We will use the same CCD camera for imaging and polarimetry.  For polarimetry, we would need an additional module in front of the band pass filter wheel to carry the polarimeter analyzers - a pair of calcite Savart plates would be the simplest and least expensive (this will be done “in-house”).  A tailpiece could be designed with both filter wheels in place and with blank space(s) in the analyzer wheel for direct imaging.  It would need to be carefully designed to avoid vignetting, but that would not be a major difficulty.

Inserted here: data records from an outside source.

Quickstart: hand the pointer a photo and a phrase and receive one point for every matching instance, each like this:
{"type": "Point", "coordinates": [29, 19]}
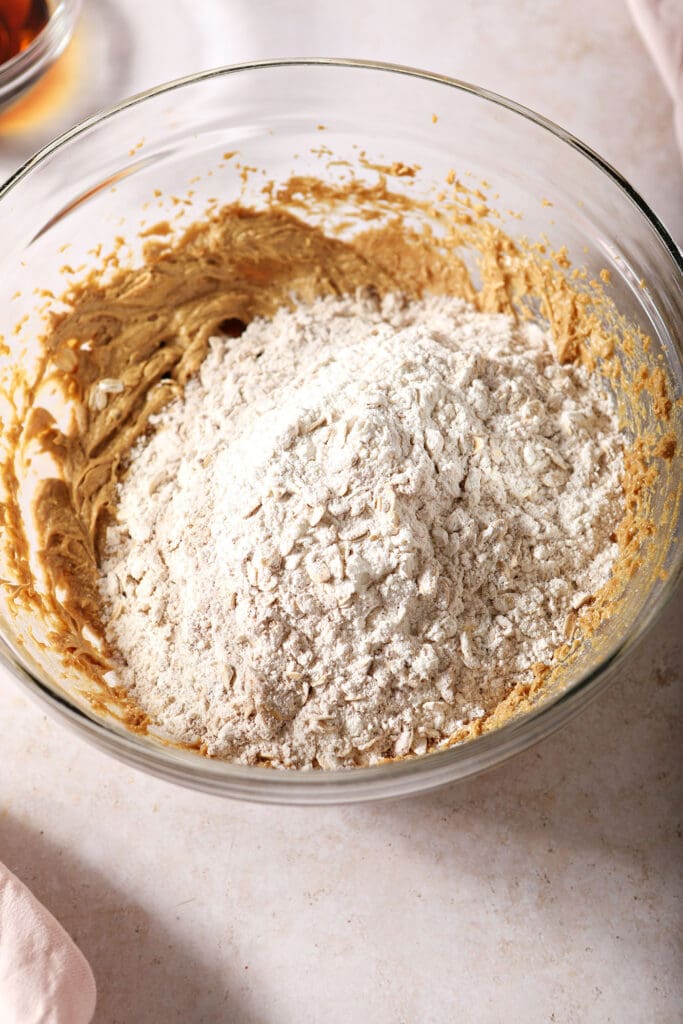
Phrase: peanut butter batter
{"type": "Point", "coordinates": [146, 329]}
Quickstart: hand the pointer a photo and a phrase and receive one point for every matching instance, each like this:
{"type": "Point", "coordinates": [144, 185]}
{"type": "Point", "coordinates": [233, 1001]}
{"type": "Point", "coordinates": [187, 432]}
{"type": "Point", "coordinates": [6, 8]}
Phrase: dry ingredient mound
{"type": "Point", "coordinates": [360, 526]}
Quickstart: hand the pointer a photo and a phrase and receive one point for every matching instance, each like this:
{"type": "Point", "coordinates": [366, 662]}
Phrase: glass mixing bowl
{"type": "Point", "coordinates": [93, 183]}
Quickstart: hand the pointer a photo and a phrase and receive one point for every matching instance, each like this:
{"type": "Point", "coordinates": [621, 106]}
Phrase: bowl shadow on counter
{"type": "Point", "coordinates": [606, 785]}
{"type": "Point", "coordinates": [141, 965]}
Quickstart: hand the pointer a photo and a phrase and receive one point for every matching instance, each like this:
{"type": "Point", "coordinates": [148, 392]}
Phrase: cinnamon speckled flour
{"type": "Point", "coordinates": [361, 524]}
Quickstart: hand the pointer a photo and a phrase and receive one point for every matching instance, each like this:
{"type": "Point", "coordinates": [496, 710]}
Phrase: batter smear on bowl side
{"type": "Point", "coordinates": [361, 523]}
{"type": "Point", "coordinates": [342, 477]}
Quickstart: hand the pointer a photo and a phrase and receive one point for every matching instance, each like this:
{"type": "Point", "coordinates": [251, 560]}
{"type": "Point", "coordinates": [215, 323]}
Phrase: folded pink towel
{"type": "Point", "coordinates": [660, 25]}
{"type": "Point", "coordinates": [44, 977]}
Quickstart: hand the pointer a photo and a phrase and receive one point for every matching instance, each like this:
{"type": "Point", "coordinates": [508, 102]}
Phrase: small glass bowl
{"type": "Point", "coordinates": [23, 71]}
{"type": "Point", "coordinates": [92, 183]}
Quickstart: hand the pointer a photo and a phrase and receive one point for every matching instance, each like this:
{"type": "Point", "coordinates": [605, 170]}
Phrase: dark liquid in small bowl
{"type": "Point", "coordinates": [20, 22]}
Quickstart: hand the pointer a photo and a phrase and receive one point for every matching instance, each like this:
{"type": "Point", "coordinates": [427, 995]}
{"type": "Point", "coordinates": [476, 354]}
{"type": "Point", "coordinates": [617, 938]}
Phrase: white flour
{"type": "Point", "coordinates": [358, 528]}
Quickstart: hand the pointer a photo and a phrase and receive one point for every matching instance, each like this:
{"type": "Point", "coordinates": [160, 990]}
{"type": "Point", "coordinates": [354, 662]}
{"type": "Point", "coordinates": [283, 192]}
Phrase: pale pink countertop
{"type": "Point", "coordinates": [549, 889]}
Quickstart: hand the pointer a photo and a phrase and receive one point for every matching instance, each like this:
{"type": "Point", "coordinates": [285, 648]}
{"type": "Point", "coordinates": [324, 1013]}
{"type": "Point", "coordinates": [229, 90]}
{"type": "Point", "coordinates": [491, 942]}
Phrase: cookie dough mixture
{"type": "Point", "coordinates": [365, 520]}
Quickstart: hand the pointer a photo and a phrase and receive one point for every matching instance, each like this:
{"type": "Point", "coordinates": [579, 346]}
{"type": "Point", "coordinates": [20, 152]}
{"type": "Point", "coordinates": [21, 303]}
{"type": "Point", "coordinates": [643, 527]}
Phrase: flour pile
{"type": "Point", "coordinates": [363, 523]}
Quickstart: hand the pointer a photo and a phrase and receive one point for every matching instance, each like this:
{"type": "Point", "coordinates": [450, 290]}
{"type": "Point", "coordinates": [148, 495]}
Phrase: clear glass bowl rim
{"type": "Point", "coordinates": [395, 778]}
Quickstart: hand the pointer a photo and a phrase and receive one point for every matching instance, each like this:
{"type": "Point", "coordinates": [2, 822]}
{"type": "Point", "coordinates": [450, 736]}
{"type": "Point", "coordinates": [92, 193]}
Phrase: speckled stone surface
{"type": "Point", "coordinates": [548, 890]}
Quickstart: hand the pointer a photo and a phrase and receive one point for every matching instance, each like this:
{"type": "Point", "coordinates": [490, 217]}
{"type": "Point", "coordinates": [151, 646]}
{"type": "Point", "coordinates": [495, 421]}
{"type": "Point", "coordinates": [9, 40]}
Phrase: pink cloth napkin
{"type": "Point", "coordinates": [660, 25]}
{"type": "Point", "coordinates": [44, 977]}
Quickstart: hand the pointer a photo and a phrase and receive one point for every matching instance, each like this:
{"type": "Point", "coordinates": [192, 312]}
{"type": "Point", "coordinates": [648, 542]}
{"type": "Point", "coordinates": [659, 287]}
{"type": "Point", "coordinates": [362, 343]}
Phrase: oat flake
{"type": "Point", "coordinates": [360, 525]}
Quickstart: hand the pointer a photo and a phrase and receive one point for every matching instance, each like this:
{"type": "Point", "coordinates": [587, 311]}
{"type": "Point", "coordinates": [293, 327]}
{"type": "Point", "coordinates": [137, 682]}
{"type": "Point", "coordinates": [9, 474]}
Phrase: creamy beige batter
{"type": "Point", "coordinates": [148, 326]}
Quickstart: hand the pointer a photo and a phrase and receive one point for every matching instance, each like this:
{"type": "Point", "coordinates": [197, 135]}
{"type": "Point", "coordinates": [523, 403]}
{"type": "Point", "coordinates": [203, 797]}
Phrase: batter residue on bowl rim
{"type": "Point", "coordinates": [148, 328]}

The measured GRB-OA polarization decay times are on the order of hours to days and have been done with bigger telescopes up to larger magnitudes. We want to measure brighter and in shorter times. It is not clearly know the degree of polarization in the early stages of a GRB-QA (~150 sec). If the degree of polarization is of a few to several percent, something like 10 to 20 minutes of integration time will give the necessary precision at magnitude 12 with a 24” in aperture.  Beyond that, the data can be continuously streamed to disk for later analysis.  You get one complete measurement of the polarization degree and position angle for every revolution of the analyzer, which are around 10 per second.  It is entirely possible to go back and analyze the recorded data stream by binning any time interval or any number of subsets of time intervals you like and simply adjusting your choices to get any desired level of precision and look for variations.  In other words this method of measurement is based on the "signal averaging" technique, where the precision improves according to how many measurements you combine.  The polarization parameters, when measured this way, are completely independent of the brightness of the object. Also by streaming data continuously to disk you have a record of brightness that can be analyzed separately from the polarization to look for variability.